Overview of Spark, YARN and HDFS¶
Spark is an analytics engine and framework that is capable of running queries 100 times faster than traditional MapReduce jobs written in Hadoop. In addition to the performance boost, developers can write Spark jobs in Scala, Python and Java if they so desire. Spark can load data directly from disk, memory and other data storage technologies such as Amazon S3, Hadoop Distributed File System (HDFS), HBase, Cassandra, etc.
You can install Spark using an enterprise Hadoop distribution such as Cloudera CDH or Hortonworks HDP.
Submitting Spark Jobs¶
Spark scripts are often developed interactively and can be written as a script file or as a Jupyter notebook file.
A Spark script can be submitted to a Spark cluster using various methods:
- Running the script directly on the head node.
- Using the spark-submit script in either Standalone mode or with the YARN resource manager
- Interactively in an IPython shell or Jupyter Notebook on the cluster
To run a script on the head node, simply execute python example.py
on the cluster.
Note: that in order to launch Jupyter Notebook on the cluster, the plugin must already be installed. See the Plugins documentation for more information.

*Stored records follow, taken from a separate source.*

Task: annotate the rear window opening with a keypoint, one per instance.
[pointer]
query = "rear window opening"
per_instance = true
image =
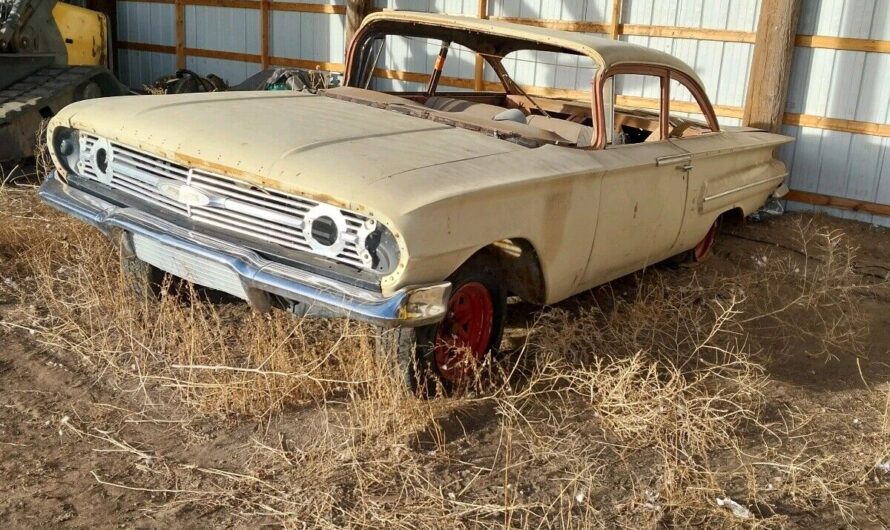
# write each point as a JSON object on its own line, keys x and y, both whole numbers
{"x": 432, "y": 78}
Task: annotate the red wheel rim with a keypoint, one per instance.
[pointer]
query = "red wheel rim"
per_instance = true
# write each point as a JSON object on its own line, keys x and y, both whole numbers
{"x": 462, "y": 337}
{"x": 704, "y": 247}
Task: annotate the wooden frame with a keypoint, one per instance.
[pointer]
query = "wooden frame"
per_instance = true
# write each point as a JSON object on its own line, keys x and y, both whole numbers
{"x": 614, "y": 29}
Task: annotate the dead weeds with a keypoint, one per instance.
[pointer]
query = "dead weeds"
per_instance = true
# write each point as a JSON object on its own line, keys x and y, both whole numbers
{"x": 636, "y": 406}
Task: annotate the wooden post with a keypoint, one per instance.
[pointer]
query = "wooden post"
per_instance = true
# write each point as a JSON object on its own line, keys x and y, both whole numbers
{"x": 479, "y": 73}
{"x": 180, "y": 34}
{"x": 615, "y": 22}
{"x": 356, "y": 11}
{"x": 771, "y": 66}
{"x": 264, "y": 34}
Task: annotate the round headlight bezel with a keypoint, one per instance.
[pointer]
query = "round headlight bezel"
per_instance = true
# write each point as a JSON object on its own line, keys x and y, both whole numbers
{"x": 67, "y": 148}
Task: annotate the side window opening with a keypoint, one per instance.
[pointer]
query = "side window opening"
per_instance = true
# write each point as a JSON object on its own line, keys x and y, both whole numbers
{"x": 633, "y": 109}
{"x": 687, "y": 118}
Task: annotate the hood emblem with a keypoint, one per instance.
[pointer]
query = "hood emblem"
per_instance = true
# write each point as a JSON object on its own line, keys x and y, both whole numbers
{"x": 184, "y": 194}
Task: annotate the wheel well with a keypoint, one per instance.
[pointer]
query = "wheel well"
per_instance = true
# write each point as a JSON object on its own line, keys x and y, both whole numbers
{"x": 519, "y": 266}
{"x": 733, "y": 217}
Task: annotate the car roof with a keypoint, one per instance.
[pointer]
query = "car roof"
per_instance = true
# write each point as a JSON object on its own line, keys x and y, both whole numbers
{"x": 606, "y": 52}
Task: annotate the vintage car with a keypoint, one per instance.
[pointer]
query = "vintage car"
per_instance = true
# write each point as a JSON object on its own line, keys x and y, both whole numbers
{"x": 416, "y": 206}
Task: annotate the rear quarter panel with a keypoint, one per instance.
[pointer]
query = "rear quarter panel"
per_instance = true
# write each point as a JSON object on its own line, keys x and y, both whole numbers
{"x": 730, "y": 169}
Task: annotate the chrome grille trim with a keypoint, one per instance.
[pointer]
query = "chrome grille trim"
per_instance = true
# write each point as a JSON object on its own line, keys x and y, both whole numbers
{"x": 264, "y": 214}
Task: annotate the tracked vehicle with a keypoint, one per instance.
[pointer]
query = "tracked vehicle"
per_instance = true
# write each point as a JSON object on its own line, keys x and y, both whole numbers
{"x": 51, "y": 54}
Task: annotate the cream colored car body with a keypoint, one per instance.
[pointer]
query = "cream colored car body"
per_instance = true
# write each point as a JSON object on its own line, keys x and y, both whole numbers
{"x": 591, "y": 215}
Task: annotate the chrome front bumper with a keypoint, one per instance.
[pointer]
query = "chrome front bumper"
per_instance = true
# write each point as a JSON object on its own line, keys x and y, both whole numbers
{"x": 260, "y": 278}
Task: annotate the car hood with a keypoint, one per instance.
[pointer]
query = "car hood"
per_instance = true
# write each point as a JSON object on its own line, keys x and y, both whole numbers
{"x": 321, "y": 147}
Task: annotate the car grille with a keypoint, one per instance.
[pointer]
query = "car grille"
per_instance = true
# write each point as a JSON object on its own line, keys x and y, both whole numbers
{"x": 259, "y": 213}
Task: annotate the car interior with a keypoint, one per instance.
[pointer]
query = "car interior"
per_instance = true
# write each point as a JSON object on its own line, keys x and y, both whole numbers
{"x": 511, "y": 113}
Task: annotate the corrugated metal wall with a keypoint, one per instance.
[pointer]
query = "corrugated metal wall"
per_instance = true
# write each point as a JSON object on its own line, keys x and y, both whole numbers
{"x": 848, "y": 85}
{"x": 841, "y": 84}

Working with Data in HDFS¶
Moving data in and around HDFS can be difficult. If you need to move data
from your local machine to HDFS, from Amazon S3 to HDFS, from Amazon S3 to
Redshift, from HDFS to Hive and so on, we recommend using
odo, which is part of the
Blaze ecosystem. Odo
efficiently migrates
data from the source to the target through a network of conversions.
If you are unfamiliar with Spark and/or SQL, we recommend using Blaze to express selections, aggregations, groupbys, etc. in a dataframe-like style. Blaze provides Python users with a familiar interface to query data that exists in different data storage systems.